Scanning the room, now. Taking in the shattered furniture. Blood on the floor, on the couch.
“Look, you wanna be a problem?” Jack let him see his brass knucks.
“NO! No, sir.”
“Then just forget about this mess. Forget it.”
He peeled off the ten-spot slated for the kid and pressed it into the old-timer’s trembling fist.

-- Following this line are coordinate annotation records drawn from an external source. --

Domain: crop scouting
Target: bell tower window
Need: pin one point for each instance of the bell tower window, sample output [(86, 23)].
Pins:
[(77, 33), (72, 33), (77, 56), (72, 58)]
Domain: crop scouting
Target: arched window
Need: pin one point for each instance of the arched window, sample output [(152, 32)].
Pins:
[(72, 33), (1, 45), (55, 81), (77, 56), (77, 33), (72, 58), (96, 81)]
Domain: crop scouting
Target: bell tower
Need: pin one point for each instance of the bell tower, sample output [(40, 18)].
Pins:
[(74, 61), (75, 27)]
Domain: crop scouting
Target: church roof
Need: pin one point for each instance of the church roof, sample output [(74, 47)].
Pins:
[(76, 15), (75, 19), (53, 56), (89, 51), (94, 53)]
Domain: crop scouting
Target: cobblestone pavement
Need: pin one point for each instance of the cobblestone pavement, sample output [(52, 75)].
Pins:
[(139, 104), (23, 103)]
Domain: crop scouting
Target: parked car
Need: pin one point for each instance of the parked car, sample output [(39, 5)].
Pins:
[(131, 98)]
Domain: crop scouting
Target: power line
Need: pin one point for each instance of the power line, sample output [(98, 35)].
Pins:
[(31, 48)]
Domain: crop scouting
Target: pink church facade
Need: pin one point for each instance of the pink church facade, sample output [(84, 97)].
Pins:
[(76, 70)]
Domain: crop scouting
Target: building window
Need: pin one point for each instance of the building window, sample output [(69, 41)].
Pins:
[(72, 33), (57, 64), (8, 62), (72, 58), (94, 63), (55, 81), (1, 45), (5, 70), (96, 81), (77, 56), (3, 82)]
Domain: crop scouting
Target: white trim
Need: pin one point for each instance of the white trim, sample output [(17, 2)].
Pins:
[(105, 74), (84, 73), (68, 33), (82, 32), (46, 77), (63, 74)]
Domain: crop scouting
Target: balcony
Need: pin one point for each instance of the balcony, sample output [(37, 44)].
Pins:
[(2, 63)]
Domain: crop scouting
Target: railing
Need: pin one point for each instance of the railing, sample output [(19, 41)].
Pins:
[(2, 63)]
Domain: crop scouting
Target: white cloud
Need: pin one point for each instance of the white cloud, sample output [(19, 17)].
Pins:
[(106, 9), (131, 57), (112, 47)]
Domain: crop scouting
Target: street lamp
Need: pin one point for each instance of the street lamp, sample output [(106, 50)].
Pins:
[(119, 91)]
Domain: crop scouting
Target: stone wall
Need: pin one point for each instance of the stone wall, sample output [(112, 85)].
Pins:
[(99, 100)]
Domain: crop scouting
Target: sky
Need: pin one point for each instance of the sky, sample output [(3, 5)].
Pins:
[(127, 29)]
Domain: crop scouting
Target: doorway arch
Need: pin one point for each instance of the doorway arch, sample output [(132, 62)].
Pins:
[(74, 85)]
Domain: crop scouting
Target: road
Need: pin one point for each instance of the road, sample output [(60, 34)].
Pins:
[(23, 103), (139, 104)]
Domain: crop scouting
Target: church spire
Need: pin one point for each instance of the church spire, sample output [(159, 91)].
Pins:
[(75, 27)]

“Relax. You don’t know nuthin’. You came up here asking for Sally Price and her husband meets you at the door. That’s me. I’m the husband. You didn’t even go inside, see? Now whatever you got, pass it on.”
“Just this.”
The bellhop stretched like a first baseman to drop a sealed envelope into Jack’s hand.
“And where’d you get it?”
“Some character. Didn’t give a name.”
“Gotta do better than that, pops.”
“He was just some guy, I don’t know! Had this loud jacket and baggy slacks an’ one of them straw hats like you see with a flower big as yer fist stuck in the band. He caught me on the street.”
“The street? OUTSIDE?”
Jack burst from a gaggle of coats and tails milling on the street outside the Milner Hotel. It was already dark, gas lamps mixing with electrics along the street. The sidewalk swelling with ladies and gents, streetcars and automobiles. Jack scanned the avenue up and down. Not a loud shirt or baggy slacks anywhere.
Not a straw hat in sight.
Jack sagged against a lamp pole, pulled the envelope from the torn pocket of his suit jacket and tore it open with his teeth.